Ok, I am a newbie and don’t really think “dimensionally” yet, I have most of my initial schema roughed out but I keep flipping back and forth on one table.
I have a Contract table and it has a quantity column (tonnes), and a net price column, which need to be summed up a bunch of different ways, and the contract has lots of foreign keys (producer, commodity, futures month etc.) and dates so it appears to be a fact table. Also the contract is never updated, if that makes a difference.
However, we create cash tickets which we use to pay out part or all of the contract and they have a contract ID on them so then the contract looks like a dimension in the cash ticket’s star schema.
Is this a problem? Any ideas on the process to resolve this, because people don’t seem to like the idea of joining two fact tables.
Should I put producerId and commodityId on the cash ticket? It would seem really weird not to have a contractID on it.
3
Should I put producerId and commodityId on the cash ticket?
If each cash ticket does directly relate to a contract, and producer and commodity are related to the contract, then it does not make sense to move these from the contract to the cash ticket. This is information about the contract so it should stay with the contract.
I work with a similar system and I think this occurs where you have two distinct groups of facts which are related in a one to many relationship. Here, one contract is related to many cash tickets. That means that the contracts can be used to filter the cash tickets and vice versa despite both tables storing facts.
The only problem I see here is that depending on the tech there may be a limit to the number of records in a table on which a dimension can based; we hit the Analysis Services dimension size limit in this way (with a dimension of many millions of members… I don’t know if this changed in SS 2012). So by this I mean, if your tables become very large, you may not be able to use them as dimensions directly.
You can, however, use dimensions related to one fact table to slice a linked fact table. For instance you can apply a dimension filter to the contracts table, and show a count of the connected records in the cash tickets table, etc.
I don’t see a problem with this and we have not come across any unexpected issues; some queries can be a bit resource intensive but this has been manageable we have not found a better way to achieve the same results.
1
You will simplify and amplify your thinking if you forget everything you know about “dimensionality”. The notion of Star Schema doesn’t exist in relational theory. The sooner you drop it, the sooner relations will stand alone clearly in your mind.
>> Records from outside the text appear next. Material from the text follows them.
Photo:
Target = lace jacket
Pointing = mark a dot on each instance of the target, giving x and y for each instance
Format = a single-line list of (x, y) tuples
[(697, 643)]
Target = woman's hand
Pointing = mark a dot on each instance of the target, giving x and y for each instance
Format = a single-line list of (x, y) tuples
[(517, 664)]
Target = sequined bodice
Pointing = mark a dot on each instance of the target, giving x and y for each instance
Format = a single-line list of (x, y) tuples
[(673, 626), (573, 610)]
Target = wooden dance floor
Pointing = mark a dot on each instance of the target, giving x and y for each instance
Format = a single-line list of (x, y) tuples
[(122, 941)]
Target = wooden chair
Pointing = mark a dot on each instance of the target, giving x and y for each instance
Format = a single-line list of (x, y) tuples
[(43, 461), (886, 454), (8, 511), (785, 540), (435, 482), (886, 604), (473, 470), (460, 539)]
Your question, essentially, is: is a contract ID a property of a cash ticket? It sounds like it is. If adding it doesn’t denormalize your table, if it’s functionally dependent on the key, adding it is the right thing to do, full stop. Any consideration of star-ness or fact/dimension duality can be safely discarded.
I have a Contract … it appears to be a fact table.
I think this is what is causing the confusion. As James K. Lowden pointed out, forget relational theory.
Try this:
- Create a ContractDim table with a contract_PK, the original contractID and anything else that relates to the contract EXCEPT the columns that will be summed up
- Create a SalesFact table (or revenue) with all the foreign keys and columns to be summed up like: tonnes and net price. I would pre-calculate some sort of total as well.
This way your cash ticket can link to contractdim (start of a snow-flake schema) or you can have a cash ticket foreign key in your fact table to link directly to the sales values.
You can do the same with CashTicketDim and PayoutFact. This way you would never link the SalesFact to the PayoutFact.